Workout 3: 3 Rounds:

  • 30 step-ups
  • 20 shoulder-press push-ups
  • 10 right arm/left leg 10 second plank holds

The step-ups can be weighted or non-weighted. Just find something at a decent height (aim for a minimum of 18 inches) and step up 30 times alternating legs each time.

The shoulders press push-ups are similar to a down-dog push-up. From the down dog yoga pose, walk your feet in slightly with a slight bend in the knees and perform a push-up by lowering the top of your head as close to the floor as possible.

The planks are held by opposite arm and leg. Perform one on your right hand/left leg and hold for 10 seconds and then switch. That’s two reps.

What are your post-nutrition questions OR your favorite post-nutrition snacks? Let us know if you’ve got some great protein+simple carb solutions in the comments below!

PS: If you like anything we write, PLEASE PIN IT! Pinterest helps us grow!! Thank you!


  1. eatsandexercisebyamber says

    Pinned and Tweeted, BUT more importantly, I couldn’t agree more with you about the plethora of FALSE information out there. It kills me when people are like NUT BUTTERS FOR PROTEIN, yes there is protein IN them, but they are more fat than anything else… my one friend who body builds has a protein shake and STRAIGHT UP HONEY for his carbs. Typically, I work out, have a shake, then eat dinner shortly after, consisting of protein, LOTS of veggies, a sweet potato/quinoa and spaghetti squash :)

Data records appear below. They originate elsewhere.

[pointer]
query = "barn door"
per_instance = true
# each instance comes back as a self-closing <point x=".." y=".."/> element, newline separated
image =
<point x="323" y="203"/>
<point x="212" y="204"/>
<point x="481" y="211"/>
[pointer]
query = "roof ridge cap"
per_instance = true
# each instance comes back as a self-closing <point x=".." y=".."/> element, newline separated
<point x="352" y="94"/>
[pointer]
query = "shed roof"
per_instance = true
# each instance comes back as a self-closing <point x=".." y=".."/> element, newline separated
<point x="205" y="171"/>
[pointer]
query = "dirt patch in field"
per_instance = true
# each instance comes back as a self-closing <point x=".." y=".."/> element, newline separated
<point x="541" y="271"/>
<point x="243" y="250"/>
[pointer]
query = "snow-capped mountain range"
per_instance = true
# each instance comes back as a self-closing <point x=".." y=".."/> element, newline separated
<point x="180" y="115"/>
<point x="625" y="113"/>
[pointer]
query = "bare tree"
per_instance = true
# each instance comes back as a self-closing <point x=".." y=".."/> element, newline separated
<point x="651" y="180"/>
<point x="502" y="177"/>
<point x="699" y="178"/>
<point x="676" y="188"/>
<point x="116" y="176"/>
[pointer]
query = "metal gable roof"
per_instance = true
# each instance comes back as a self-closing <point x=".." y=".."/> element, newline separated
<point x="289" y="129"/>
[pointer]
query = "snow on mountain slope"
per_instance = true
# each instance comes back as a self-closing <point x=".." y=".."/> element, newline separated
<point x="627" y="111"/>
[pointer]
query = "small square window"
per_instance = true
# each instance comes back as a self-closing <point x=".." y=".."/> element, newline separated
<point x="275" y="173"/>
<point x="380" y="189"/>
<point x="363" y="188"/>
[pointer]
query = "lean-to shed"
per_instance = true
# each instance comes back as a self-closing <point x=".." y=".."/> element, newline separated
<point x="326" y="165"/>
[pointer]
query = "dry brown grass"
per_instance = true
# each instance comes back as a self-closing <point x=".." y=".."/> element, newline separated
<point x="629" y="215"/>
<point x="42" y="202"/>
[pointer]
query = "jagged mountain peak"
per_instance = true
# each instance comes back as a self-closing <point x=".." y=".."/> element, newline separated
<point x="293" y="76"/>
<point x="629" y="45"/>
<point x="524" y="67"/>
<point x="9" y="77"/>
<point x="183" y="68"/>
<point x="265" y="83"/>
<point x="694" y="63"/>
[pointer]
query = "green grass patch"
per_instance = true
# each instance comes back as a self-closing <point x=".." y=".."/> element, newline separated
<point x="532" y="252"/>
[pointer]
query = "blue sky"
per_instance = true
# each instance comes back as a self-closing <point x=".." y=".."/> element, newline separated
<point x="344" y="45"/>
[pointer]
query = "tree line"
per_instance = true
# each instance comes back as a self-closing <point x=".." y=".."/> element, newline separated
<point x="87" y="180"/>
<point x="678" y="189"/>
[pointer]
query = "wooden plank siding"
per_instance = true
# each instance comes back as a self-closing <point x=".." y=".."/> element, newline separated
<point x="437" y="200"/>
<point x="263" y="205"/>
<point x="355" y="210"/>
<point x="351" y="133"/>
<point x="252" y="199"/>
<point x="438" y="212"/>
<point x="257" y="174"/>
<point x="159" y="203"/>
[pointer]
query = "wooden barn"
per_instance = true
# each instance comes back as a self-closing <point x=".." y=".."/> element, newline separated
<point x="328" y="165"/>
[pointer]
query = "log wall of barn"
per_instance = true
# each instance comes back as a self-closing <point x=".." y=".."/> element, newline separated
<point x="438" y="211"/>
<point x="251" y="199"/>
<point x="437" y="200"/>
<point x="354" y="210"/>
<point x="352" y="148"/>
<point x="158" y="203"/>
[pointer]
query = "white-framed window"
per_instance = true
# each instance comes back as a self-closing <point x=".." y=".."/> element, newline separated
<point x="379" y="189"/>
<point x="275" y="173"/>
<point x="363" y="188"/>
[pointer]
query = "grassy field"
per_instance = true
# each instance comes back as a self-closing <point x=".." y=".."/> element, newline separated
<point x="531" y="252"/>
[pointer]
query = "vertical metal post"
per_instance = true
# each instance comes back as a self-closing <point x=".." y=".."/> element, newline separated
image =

    • Stephanie Walker says

      Amber, if I workout in the evening, I pretty much do the same as you…protein shake with some berries or another simple carb, and then a dinner with some carbs about an hour after. I love the protein and “straight up honey” bit….does he put the honey in his protein shake? Local honey is really good to help combat allergies. I wonder if that would help people’s allergies AND workout recovery all in one?! Lol. Might have to try that sometime. I used to LOVE those little honey straws as a kid….I bet a scoop of protein with a honey straw and a serving of my fave cereal post training would be the most Awesome.Thing.Ever. ;)

    • strongfigure says

      Amber, honey is a great natural carb and the math is easy. A table spoon of honey is just over 20g of carbs so 2 tbs for a 20g scoop of whey would be a great recovery. And Steph is right it helps with allergies (assuming its local).

  2. Deanna says

    Hey steph, loved this post! What is a good protein powder to have post workout that is tasty on it’s own without adding Ice or anythjng else, but also isn’t filled with a lot of junk and fillers? I only like to eat real food but I need something easy because I am deploying and this is my only option! I have used egg white protein powder before and if I can remember right, it was ok on it’s own.

    • strongfigure says

      Hey Deanna, (this is Erik) I would try the 2:1:1 referenced in the article. I used to work out far from home and I would go straight back to work after my lifting so I didn’t want to mess with a blender etc…And I don’t know what I would have done with out Optimum’s 2:1:1. I love the taste! I get chocolate, which might be the only flavor? But it is really good. It is actually a mix of three protein types: hydrolyzed whey, casein, and egg-white protein. It already has the perfect clean carb ratio included and it has BCAA’s. It really is the perfect post-workout protein — especially for a person on the go who doesn’t have the time to add berries, greens, bananas etc…

      I just started Halo so I am not ready to 100% recommend it yet. So far so good and the reviews are awesome but I cannot speak to the results yet. It is also a little more pricey (but it does include a lot). I will have to do a more thorough review on Halo after I have been taking for a few months.

      For now my best recommendation is 2:1:1 — it is hyperlinked in the article above to Muscle and Strength and right now it is selling at just over $1 a serving. Hard to beat that price for all you get.

      If you already use a separate carb source and just want a protein (such as a simple whey) then I suppose I would want to know more about your needs — what time will you take it (morning, afternoon, evening, at night…and are you only taking post workout or are you looking for a more all purpose whey? This is actually a super complicated topic. And one reason why we are looking at putting together a protein buying guide.